A while ago I coded https://quarantinenotes.com I would love to have your thoughts written down on the board.


👤 Bakary
I had the opposite reaction. I realized I was doing better mentally under COVID and this has caused me to re-evaluate some things about my life. I found it disturbing that a condition considered nightmarish by many was actually a boon for me. By that I don't mean to say that I have an insatiable need to conform to other people's lives but rather that I might have taken up some long-term unhealthy habits over the years.

👤 offtop5
I've been able to focus more on programing, even secured a big raise.

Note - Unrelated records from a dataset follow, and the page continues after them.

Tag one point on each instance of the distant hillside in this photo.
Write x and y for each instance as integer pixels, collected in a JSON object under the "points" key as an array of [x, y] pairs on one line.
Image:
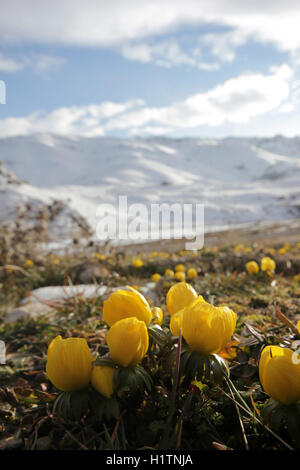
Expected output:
{"points": [[239, 180]]}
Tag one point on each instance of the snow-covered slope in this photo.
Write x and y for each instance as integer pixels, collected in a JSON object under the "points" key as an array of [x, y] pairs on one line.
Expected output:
{"points": [[26, 207], [239, 180]]}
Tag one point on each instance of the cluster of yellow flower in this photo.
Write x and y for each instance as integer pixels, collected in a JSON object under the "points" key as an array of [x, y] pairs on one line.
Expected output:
{"points": [[206, 329], [179, 274], [70, 362], [267, 264]]}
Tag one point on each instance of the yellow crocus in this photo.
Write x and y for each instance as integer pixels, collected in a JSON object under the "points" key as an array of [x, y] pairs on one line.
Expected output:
{"points": [[137, 263], [176, 322], [179, 268], [169, 274], [179, 296], [157, 316], [279, 374], [207, 329], [69, 363], [192, 273], [28, 263], [180, 276], [126, 303], [102, 380], [128, 341], [252, 267], [268, 264]]}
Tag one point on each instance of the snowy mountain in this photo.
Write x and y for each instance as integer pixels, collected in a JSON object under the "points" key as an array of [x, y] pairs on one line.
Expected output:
{"points": [[240, 180]]}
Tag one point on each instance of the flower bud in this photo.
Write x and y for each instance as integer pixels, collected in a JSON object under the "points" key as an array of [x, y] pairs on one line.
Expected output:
{"points": [[126, 303], [103, 380], [280, 374], [207, 329], [128, 341], [69, 363], [179, 296]]}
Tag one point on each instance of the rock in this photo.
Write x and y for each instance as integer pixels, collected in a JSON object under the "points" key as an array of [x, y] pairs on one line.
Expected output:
{"points": [[58, 293], [27, 311], [43, 443], [11, 443], [93, 271]]}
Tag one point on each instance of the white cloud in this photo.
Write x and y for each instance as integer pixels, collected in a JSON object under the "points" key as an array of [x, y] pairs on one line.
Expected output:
{"points": [[39, 63], [85, 120], [224, 45], [167, 54], [102, 23], [236, 101], [9, 65]]}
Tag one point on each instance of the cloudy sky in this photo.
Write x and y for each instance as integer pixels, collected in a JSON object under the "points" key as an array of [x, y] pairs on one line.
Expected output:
{"points": [[150, 67]]}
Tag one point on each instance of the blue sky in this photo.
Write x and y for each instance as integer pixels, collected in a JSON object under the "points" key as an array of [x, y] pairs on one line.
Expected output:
{"points": [[131, 68]]}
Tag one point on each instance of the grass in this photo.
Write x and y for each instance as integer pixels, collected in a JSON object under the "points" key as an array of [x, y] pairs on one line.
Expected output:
{"points": [[203, 416]]}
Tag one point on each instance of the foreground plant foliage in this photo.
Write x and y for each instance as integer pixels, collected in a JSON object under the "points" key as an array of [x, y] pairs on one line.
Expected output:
{"points": [[195, 364]]}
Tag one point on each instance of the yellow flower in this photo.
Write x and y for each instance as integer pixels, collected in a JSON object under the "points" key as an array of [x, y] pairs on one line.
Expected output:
{"points": [[155, 277], [179, 268], [28, 263], [192, 273], [180, 276], [279, 375], [207, 329], [169, 274], [157, 316], [176, 322], [252, 267], [128, 341], [238, 248], [268, 264], [126, 303], [103, 380], [179, 296], [137, 263], [69, 363]]}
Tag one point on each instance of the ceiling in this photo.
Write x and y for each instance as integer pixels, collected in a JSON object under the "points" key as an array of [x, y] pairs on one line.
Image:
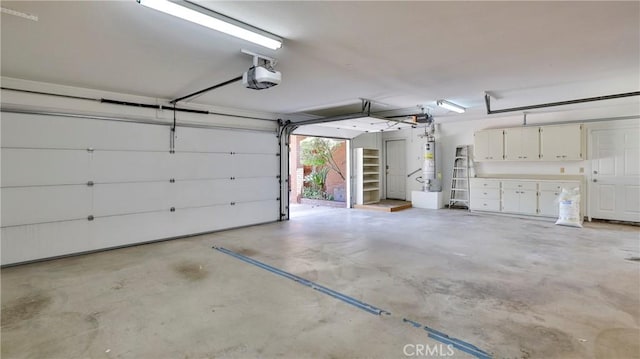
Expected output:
{"points": [[398, 54]]}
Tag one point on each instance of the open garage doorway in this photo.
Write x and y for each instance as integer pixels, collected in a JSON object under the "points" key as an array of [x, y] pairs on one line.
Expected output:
{"points": [[318, 169]]}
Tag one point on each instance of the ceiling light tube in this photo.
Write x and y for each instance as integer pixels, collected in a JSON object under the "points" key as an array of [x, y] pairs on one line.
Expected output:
{"points": [[214, 21], [450, 106]]}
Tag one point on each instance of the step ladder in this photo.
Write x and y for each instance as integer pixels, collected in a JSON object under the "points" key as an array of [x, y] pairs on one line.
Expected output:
{"points": [[460, 179]]}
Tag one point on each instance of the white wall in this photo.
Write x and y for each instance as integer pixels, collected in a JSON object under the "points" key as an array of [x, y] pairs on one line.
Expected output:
{"points": [[454, 132]]}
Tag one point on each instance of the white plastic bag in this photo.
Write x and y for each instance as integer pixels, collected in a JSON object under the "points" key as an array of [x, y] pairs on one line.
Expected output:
{"points": [[569, 202]]}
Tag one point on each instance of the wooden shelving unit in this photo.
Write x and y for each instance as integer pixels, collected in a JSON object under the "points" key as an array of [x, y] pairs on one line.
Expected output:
{"points": [[367, 175]]}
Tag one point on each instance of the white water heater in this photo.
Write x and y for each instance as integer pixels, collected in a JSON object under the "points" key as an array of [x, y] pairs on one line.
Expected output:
{"points": [[430, 177], [429, 165]]}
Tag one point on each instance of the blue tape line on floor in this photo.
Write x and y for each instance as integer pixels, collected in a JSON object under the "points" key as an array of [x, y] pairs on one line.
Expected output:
{"points": [[432, 333], [345, 298], [456, 343]]}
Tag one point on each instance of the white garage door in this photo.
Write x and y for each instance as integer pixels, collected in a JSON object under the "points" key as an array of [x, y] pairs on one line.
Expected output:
{"points": [[71, 185]]}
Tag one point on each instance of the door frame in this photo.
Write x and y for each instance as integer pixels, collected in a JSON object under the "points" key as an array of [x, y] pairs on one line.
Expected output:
{"points": [[598, 126], [404, 144]]}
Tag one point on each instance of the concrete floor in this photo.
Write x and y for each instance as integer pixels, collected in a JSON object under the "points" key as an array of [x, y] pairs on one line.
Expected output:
{"points": [[516, 288]]}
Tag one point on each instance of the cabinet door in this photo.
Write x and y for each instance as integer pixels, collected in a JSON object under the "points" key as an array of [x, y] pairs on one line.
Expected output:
{"points": [[547, 205], [496, 145], [530, 143], [513, 144], [521, 144], [511, 200], [528, 202], [561, 143], [481, 146]]}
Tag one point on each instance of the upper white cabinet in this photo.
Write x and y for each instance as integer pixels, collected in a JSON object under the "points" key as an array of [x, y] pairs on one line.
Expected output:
{"points": [[536, 143], [520, 197], [489, 145], [561, 142], [522, 144]]}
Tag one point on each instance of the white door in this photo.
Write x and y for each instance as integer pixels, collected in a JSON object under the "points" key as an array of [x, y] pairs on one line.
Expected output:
{"points": [[396, 169], [615, 178]]}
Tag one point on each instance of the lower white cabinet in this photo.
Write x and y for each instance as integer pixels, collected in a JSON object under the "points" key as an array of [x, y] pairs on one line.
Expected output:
{"points": [[527, 197], [520, 197], [485, 195], [548, 197]]}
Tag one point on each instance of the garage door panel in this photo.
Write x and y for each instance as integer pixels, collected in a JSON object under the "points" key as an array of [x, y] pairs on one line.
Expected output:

Been saving tons of money as well. My game is coming along nicely.

The only downside is I sorta broke it off with a girl right before this all started. Being single now is a bummer, but tons of people are in not so great relationships that they can't get out of right now.

As far as I'm concerned I've been exceptionally lucky. Something like 1/4 households with children are food insecure.


👤 MattGaiser
For me, it is that all the problematic elements of office work have returned to remote work.

We started not endlessly being in meetings as meetings were a pain over Zoom/Teams. Now that we are used to that, the meetings are back.

We started out overcommunicating as we were afraid things would be lost in WFH. We have stopped that so now there is lots of getting out of sync again as we are no longer conscious of making sure everyone gets the message.


👤 freedom2099
I am 35, married with no kids... and I am having the time of my life! For the first time ever I am actually sleeping 8h a night... 9am: waking up 9h15: breakfast 9h30: working from home (as a software engineer) 12h30: lunch break of an hour 17h30: end of working day... video game time 20h: dinner with wife 20h30: Netflix and chill

Never been so happy, relaxed and being able do spend quality time with my significant other!


👤 opportune
Yes, and I am so glad my company is not going full-WFH. Can’t wait to get back into the office and actually get things done.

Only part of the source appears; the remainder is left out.